Because the conductors and engineers often knew where the locals lived or were headed, trains would make non-scheduled stops to disembark passengers to allow them a shorter walk. In the 1960s, the number of round trips was reduced to three per day, allowing the whole service to be operated with a single unit. NSB used steam power for freight trains until 1970, when NSB's last scheduled steam locomotive service hauled a gravel train from Svene to Kongsberg. For a short period during the 1980s, there were also school trains, but as this forced NSB to operate two multiple units on the line, it proved too expensive and was soon afterwards again provided by bus.

Discussion about closing the line started in the 1950s, and the line became a candidate every time NSB and the parliament discussed closures. In 1988, the parliament decided to close many Norwegian lines, including the Numedal Line, although it was decided that the section from Kongsberg to Rollag was to be kept for freight traffic. The last passenger train operated on 31 December 1988 and the line north of Rollag was officially closed on 1 January 1989. By the time the line closed in 1989, manning remained at only three stations: Flesberg, Veggli and Rødberg. NSB retained some traffic south of Flesberg; in 1993 the company hauled 30000 t of gravel and 25000 t of lumber along the line.
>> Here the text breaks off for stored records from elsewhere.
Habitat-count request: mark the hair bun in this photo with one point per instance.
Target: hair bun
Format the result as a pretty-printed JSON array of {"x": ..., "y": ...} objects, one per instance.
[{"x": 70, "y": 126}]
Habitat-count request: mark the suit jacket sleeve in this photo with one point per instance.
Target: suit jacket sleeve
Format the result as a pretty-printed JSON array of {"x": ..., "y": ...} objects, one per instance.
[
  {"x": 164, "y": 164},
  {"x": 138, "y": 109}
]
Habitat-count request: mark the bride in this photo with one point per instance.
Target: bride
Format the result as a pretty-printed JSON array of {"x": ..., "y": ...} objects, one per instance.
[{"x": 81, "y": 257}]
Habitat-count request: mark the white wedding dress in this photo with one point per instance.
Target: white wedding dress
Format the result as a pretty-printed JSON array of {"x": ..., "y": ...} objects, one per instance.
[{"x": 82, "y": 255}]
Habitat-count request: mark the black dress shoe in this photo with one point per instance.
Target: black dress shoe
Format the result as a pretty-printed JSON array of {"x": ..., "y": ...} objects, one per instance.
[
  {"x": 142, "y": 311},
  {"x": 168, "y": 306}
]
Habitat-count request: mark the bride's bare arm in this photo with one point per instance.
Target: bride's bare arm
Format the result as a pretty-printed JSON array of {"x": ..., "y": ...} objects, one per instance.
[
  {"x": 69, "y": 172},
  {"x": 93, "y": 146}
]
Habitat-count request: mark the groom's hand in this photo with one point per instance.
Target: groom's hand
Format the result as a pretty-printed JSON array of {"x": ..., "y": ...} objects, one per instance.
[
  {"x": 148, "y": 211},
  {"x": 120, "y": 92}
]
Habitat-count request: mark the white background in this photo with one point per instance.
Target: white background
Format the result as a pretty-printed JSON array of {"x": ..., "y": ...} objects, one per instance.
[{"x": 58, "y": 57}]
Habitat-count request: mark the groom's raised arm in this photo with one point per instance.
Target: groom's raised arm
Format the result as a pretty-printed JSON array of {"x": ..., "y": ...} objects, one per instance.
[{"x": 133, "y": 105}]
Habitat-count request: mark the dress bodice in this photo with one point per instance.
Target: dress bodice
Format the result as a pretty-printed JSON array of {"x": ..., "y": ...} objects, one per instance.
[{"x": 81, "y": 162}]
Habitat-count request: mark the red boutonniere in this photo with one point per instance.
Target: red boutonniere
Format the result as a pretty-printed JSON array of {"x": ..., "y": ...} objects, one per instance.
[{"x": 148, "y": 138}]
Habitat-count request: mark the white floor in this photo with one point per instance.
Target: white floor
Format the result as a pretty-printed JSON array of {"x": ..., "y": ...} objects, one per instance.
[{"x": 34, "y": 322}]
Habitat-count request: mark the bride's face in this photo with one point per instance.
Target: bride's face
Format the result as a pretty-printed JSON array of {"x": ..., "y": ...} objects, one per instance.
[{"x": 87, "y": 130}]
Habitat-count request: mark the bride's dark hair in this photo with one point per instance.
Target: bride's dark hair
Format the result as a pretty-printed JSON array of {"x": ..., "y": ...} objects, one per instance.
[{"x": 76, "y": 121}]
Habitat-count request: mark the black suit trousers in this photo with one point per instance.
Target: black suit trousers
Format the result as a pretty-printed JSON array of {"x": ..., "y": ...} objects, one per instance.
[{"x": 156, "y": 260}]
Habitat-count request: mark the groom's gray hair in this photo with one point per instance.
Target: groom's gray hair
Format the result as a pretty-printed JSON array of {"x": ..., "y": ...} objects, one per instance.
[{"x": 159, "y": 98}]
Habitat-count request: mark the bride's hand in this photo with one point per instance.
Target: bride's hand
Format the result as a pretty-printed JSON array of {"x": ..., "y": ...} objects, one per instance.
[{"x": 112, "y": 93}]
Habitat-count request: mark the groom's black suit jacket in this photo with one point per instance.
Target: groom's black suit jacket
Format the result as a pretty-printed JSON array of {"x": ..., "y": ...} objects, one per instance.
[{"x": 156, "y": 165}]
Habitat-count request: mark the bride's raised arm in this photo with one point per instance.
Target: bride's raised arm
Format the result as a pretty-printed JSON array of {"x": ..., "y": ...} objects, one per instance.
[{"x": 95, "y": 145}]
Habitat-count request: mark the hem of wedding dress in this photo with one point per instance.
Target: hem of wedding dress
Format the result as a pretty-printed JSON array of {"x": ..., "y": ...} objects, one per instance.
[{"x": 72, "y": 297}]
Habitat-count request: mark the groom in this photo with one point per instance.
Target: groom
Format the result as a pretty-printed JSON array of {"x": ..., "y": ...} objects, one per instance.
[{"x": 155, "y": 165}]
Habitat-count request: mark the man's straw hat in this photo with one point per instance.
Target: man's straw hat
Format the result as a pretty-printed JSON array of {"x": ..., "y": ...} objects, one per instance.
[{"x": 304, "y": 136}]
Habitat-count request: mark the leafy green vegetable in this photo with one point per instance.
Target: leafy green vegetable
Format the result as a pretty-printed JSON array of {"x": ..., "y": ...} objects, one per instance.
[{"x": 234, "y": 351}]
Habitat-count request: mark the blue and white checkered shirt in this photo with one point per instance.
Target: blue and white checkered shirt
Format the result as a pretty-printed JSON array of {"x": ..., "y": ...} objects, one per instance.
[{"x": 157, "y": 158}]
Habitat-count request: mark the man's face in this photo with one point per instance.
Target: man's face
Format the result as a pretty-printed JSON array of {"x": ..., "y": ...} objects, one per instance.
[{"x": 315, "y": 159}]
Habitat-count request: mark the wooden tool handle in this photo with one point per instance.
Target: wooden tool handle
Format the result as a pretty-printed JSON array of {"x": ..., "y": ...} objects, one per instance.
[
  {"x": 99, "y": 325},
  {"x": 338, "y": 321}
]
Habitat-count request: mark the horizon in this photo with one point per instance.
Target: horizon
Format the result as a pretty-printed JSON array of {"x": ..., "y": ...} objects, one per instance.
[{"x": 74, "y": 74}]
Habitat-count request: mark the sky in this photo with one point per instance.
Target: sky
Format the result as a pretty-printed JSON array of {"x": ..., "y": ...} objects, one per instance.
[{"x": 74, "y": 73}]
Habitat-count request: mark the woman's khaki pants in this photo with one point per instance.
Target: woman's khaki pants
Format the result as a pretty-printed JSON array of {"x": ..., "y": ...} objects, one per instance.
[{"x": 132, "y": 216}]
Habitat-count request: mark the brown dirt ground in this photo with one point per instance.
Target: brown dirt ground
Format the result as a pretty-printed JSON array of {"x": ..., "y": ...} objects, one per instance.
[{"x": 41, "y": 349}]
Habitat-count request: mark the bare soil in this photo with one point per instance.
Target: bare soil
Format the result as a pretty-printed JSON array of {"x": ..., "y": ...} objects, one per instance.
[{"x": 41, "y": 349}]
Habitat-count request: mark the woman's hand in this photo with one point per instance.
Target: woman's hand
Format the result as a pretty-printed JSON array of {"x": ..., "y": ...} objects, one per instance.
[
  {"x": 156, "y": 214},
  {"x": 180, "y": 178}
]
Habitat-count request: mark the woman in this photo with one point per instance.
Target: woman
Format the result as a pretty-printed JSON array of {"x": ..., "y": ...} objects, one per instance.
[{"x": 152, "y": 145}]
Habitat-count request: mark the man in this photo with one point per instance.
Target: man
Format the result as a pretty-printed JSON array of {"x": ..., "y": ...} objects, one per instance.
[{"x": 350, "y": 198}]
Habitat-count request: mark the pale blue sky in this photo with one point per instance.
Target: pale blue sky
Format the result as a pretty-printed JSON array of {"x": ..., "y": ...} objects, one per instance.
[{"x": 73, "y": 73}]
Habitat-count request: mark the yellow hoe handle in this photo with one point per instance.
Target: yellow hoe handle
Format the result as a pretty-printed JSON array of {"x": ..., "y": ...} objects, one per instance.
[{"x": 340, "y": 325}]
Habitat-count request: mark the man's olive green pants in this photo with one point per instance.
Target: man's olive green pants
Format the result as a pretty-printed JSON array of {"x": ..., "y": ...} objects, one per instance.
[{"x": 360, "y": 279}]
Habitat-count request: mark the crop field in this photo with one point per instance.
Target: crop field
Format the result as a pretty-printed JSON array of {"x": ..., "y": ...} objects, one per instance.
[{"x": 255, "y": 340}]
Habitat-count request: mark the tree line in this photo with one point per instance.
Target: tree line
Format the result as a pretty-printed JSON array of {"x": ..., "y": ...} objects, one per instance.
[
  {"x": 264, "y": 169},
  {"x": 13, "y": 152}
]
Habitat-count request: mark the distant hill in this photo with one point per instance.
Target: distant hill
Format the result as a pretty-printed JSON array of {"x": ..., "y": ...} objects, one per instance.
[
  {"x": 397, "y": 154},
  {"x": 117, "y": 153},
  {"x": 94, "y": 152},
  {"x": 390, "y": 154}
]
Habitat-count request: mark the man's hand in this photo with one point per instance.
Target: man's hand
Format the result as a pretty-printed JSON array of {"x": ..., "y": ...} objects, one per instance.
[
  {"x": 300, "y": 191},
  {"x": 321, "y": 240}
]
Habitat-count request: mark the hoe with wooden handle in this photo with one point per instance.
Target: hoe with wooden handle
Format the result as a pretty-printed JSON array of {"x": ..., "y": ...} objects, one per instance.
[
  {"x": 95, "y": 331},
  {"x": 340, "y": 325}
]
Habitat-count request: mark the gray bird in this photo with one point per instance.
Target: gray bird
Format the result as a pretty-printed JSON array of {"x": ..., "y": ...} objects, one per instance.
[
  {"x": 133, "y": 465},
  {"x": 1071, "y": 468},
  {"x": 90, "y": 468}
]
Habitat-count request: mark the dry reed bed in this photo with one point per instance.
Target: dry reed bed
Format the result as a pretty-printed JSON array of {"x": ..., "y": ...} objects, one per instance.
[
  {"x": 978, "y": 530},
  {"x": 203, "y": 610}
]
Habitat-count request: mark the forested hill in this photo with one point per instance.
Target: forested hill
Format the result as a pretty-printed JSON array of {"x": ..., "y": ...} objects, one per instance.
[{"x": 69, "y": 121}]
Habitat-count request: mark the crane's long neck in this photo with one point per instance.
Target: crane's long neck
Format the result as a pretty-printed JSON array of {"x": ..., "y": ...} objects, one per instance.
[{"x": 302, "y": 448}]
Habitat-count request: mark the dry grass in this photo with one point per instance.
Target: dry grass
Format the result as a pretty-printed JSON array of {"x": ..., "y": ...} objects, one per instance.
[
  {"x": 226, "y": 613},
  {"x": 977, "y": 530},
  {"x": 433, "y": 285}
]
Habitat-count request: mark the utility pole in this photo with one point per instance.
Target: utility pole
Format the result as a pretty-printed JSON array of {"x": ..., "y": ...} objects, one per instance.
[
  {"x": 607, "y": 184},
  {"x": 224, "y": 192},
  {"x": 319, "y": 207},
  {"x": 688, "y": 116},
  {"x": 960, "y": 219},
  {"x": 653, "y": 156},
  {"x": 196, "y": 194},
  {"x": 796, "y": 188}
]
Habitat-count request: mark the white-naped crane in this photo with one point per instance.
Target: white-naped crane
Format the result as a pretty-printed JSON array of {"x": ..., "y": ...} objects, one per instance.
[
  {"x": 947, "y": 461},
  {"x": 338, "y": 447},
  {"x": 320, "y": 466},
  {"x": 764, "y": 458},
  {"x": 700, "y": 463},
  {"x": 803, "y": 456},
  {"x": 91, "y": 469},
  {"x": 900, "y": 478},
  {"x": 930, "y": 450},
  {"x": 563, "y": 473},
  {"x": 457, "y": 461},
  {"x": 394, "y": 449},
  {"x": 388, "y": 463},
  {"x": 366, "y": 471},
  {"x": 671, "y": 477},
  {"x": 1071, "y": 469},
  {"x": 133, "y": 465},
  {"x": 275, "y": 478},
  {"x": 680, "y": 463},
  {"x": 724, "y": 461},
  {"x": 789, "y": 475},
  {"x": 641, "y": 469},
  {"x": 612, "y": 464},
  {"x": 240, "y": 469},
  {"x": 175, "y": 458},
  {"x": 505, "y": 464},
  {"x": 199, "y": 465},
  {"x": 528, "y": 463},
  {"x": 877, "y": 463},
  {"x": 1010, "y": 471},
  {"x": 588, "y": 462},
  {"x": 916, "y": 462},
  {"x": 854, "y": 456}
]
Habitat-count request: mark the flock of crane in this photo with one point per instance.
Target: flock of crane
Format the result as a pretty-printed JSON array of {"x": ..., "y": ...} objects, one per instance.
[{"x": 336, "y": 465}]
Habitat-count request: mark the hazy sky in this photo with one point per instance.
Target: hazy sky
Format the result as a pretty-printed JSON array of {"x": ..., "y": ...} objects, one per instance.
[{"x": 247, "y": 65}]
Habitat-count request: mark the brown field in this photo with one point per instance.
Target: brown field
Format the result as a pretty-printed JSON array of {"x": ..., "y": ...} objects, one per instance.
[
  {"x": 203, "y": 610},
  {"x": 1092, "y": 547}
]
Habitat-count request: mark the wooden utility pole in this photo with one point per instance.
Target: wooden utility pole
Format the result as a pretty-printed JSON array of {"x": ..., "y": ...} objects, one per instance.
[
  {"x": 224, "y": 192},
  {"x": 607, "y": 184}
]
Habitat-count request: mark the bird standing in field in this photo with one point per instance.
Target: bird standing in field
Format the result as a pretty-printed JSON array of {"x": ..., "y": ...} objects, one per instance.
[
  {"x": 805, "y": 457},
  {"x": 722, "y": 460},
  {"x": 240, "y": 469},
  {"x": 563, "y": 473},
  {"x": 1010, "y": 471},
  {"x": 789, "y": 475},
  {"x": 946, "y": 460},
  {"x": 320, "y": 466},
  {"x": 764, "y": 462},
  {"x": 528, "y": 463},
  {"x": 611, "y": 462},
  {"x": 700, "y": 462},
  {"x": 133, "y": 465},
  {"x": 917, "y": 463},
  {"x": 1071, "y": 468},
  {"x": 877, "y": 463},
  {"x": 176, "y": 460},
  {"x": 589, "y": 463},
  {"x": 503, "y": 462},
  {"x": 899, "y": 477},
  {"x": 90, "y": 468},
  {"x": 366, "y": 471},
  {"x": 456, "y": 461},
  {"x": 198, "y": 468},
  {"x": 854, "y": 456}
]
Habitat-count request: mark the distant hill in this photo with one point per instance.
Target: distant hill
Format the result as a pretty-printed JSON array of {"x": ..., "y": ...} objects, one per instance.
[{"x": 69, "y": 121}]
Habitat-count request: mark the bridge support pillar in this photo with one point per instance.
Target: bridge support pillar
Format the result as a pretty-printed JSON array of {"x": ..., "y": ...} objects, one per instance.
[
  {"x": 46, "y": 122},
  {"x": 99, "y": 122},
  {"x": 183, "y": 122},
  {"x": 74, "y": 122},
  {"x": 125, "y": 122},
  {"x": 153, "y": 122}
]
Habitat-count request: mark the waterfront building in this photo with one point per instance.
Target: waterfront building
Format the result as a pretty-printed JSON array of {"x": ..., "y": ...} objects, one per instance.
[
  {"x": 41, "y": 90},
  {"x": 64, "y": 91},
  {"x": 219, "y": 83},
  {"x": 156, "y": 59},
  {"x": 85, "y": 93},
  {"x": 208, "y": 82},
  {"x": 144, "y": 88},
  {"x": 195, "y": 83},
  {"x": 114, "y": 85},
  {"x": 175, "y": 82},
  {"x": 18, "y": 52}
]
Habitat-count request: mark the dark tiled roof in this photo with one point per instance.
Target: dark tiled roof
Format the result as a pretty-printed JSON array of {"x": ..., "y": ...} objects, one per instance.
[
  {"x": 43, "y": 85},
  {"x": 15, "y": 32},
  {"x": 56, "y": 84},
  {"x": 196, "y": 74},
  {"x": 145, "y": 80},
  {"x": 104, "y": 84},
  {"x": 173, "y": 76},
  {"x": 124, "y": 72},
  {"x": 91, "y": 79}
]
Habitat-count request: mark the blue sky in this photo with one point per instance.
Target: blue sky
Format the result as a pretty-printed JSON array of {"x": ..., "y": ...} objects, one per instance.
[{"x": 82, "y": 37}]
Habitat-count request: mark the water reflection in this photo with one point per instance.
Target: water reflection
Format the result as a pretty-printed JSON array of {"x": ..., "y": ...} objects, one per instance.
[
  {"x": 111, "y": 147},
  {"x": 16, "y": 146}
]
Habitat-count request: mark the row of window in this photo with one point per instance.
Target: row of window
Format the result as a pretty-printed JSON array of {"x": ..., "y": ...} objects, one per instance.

After the closure, the non-profit organization Friends of the Numedal Line was established and offered occasional heritage rides along the line. It maintains the tracks between Rollag and Rødberg and offers draisine rental between Veggli and Rødberg. Irregular transport from the gravel pit at Svene and the sawmill Numedal Bruk at Flesberg. The latter is operated by Tågåkeriet i Bergslagen and hauls lumber from Uddevalla, Sweden. The stretch from Flesberg to Rødberg is suggested preserved by the Norwegian Directorate for Cultural Heritage.